52 Ancestors in 52 Weeks: #1 Margaret Elizabeth McFarlane

Thanks to a lovely challenge from the blog No Story Too Small, I'm joining a lot of others committed to blogging about one ancestor a week during 2014. I want to also use this challenge to do more scrapbooking, so I plan to include a new heritage layout each week.

This week I present my great-aunt Peggy, whose middle name I share. My father thought of his Aunt Margaret Elizabeth McFarlane as a mother figure.

Her comfortable childhood was disrupted by her father's brain injury when she was about four years old. Leaving school early to help support the struggling family, one of her proudest moments was the day she graduated from Moody Bible Institute. She worked in a needle factory and as a telephone operator, as well as doing secretarial work for many years.
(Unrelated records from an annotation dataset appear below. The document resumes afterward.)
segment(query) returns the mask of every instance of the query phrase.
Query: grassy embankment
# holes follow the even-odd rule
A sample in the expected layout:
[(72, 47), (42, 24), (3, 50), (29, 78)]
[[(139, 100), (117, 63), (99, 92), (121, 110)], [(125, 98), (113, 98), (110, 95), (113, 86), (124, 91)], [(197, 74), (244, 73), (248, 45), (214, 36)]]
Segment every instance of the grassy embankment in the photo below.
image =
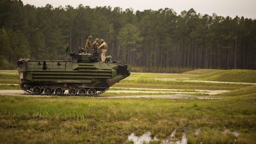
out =
[[(227, 75), (236, 75), (236, 77), (230, 77), (227, 81), (240, 79), (234, 74), (240, 72), (230, 71), (233, 72)], [(252, 71), (252, 74), (251, 71), (241, 71), (240, 76), (243, 77), (243, 82), (256, 83), (255, 71)], [(218, 76), (211, 73), (218, 71), (187, 78), (216, 81), (217, 78), (223, 79), (219, 77), (227, 75), (224, 74), (230, 72), (218, 73)], [(248, 76), (248, 73), (251, 75)], [(150, 79), (144, 80), (141, 77), (149, 78), (148, 75), (138, 74), (134, 80), (121, 81), (114, 86), (170, 89), (170, 86), (166, 85), (170, 85), (172, 87), (189, 90), (194, 85), (194, 88), (196, 88), (190, 89), (210, 87), (212, 88), (203, 89), (224, 88), (228, 89), (221, 89), (232, 91), (215, 96), (224, 97), (222, 99), (203, 100), (0, 95), (0, 141), (11, 143), (132, 143), (126, 139), (132, 133), (140, 135), (149, 131), (152, 137), (165, 139), (175, 130), (175, 138), (173, 140), (175, 141), (181, 138), (182, 131), (187, 128), (189, 129), (187, 134), (188, 143), (231, 143), (235, 139), (236, 143), (256, 141), (254, 85), (199, 84), (182, 82), (182, 79), (178, 82), (160, 82), (152, 79), (151, 76)], [(134, 73), (131, 77), (136, 75)], [(155, 75), (154, 76), (164, 76), (162, 74)], [(1, 74), (1, 76), (2, 75)], [(4, 76), (6, 79), (12, 77), (9, 75)], [(244, 81), (245, 79), (248, 81)], [(152, 82), (158, 83), (150, 83)], [(186, 88), (188, 87), (190, 88)], [(198, 128), (201, 131), (196, 135), (194, 132)], [(225, 129), (231, 132), (223, 133)], [(234, 131), (239, 133), (237, 137), (232, 133)]]

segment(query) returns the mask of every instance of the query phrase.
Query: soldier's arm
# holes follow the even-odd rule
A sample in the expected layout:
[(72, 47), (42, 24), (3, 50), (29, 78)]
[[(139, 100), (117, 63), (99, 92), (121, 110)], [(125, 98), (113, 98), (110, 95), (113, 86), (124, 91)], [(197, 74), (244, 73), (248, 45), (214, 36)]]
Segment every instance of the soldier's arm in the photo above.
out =
[(85, 42), (85, 48), (88, 47), (88, 40), (86, 40), (86, 42)]
[(93, 44), (92, 44), (92, 49), (93, 50), (94, 49), (94, 45), (95, 45), (95, 44), (96, 44), (94, 42), (93, 43)]
[(104, 45), (105, 45), (105, 43), (102, 43), (102, 44), (101, 44), (101, 45), (100, 45), (100, 46), (99, 46), (99, 48), (98, 48), (98, 49), (99, 49), (101, 47), (102, 47), (102, 46), (104, 46)]

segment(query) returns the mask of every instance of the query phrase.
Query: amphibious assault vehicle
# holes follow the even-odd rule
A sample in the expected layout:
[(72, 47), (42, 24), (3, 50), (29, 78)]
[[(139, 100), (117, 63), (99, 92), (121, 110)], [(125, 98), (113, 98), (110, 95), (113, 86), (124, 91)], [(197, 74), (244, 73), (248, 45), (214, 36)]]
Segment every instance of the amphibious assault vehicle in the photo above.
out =
[(96, 96), (130, 73), (127, 65), (111, 61), (110, 56), (105, 63), (98, 62), (97, 55), (90, 53), (70, 56), (71, 61), (20, 60), (21, 89), (33, 95)]

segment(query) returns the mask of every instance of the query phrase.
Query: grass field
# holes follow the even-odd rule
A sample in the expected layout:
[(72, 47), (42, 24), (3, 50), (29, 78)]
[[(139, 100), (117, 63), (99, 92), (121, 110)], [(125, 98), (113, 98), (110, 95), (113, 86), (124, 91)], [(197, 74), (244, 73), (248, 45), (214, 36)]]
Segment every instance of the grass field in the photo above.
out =
[[(174, 143), (181, 141), (186, 132), (189, 144), (254, 143), (256, 85), (182, 80), (256, 83), (255, 72), (199, 70), (176, 76), (132, 72), (128, 78), (133, 79), (125, 79), (111, 88), (231, 91), (214, 95), (222, 99), (0, 95), (0, 143), (133, 143), (128, 138), (131, 134), (139, 137), (150, 132), (152, 138), (157, 138), (150, 143), (166, 140)], [(17, 84), (17, 74), (0, 72), (0, 83)], [(18, 87), (4, 84), (0, 89)]]

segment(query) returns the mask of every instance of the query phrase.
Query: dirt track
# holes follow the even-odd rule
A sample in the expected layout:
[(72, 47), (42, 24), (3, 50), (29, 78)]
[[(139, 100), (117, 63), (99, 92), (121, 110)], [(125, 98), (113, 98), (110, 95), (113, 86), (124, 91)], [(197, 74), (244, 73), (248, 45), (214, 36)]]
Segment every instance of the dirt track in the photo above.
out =
[[(199, 91), (199, 90), (197, 90)], [(220, 93), (224, 93), (227, 92), (227, 91), (209, 91), (209, 90), (200, 90), (202, 91), (202, 93), (207, 93), (209, 94), (214, 94)], [(205, 93), (207, 92), (207, 93)], [(116, 93), (159, 93), (160, 91), (108, 91), (106, 93), (110, 92), (115, 92)], [(190, 94), (186, 94), (186, 92), (162, 92), (161, 93), (173, 93), (174, 94), (168, 95), (122, 95), (122, 96), (98, 96), (98, 97), (107, 97), (109, 98), (132, 98), (132, 97), (152, 97), (158, 98), (168, 98), (171, 99), (179, 99), (179, 98), (197, 98), (199, 99), (221, 99), (222, 97), (214, 97), (213, 96), (198, 96), (193, 95)], [(67, 91), (65, 93), (67, 93)], [(177, 93), (181, 93), (182, 94), (177, 94)], [(190, 94), (193, 93), (187, 93)], [(29, 93), (22, 90), (0, 90), (0, 95), (19, 95), (23, 96), (49, 96), (48, 95), (32, 95)]]

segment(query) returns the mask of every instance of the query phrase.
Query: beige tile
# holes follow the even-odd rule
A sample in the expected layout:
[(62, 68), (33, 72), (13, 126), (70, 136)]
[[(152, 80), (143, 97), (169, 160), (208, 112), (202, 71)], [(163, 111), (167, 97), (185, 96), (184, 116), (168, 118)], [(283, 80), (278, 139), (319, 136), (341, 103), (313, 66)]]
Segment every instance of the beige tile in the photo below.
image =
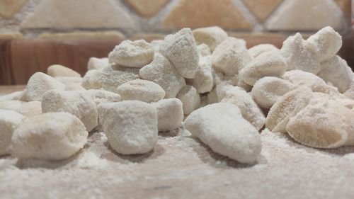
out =
[(351, 2), (350, 0), (336, 0), (345, 16), (350, 19), (351, 17)]
[(165, 28), (192, 28), (218, 25), (225, 29), (249, 30), (251, 23), (232, 0), (180, 0), (163, 20)]
[(132, 28), (129, 15), (113, 0), (47, 0), (21, 24), (23, 28)]
[(327, 25), (344, 28), (342, 13), (331, 0), (286, 0), (270, 18), (270, 30), (316, 30)]
[(264, 21), (282, 0), (242, 0), (259, 21)]
[(0, 0), (0, 16), (10, 18), (15, 15), (28, 0)]
[(152, 17), (157, 13), (170, 0), (125, 0), (139, 15)]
After her older sister died, she proposed to her brother-in-law that they marry, so she could help raise her niece and four nephews. He was not interested, instead marrying another woman. He died four years later, leaving the five orphans to be raised by relatives and in boarding school. Aunt Peggy stepped in to help guide and raise the children, never marrying. Her niece and nephews saw her as the nearest thing to a mother in their turbulent young lives.

Aunt Peggy never learned to drive and never owned a car, depending instead on Chicago's mass transit. Born on August 2, 1900, in Chicago, she died in a Florida retirement center on July 16, 1992.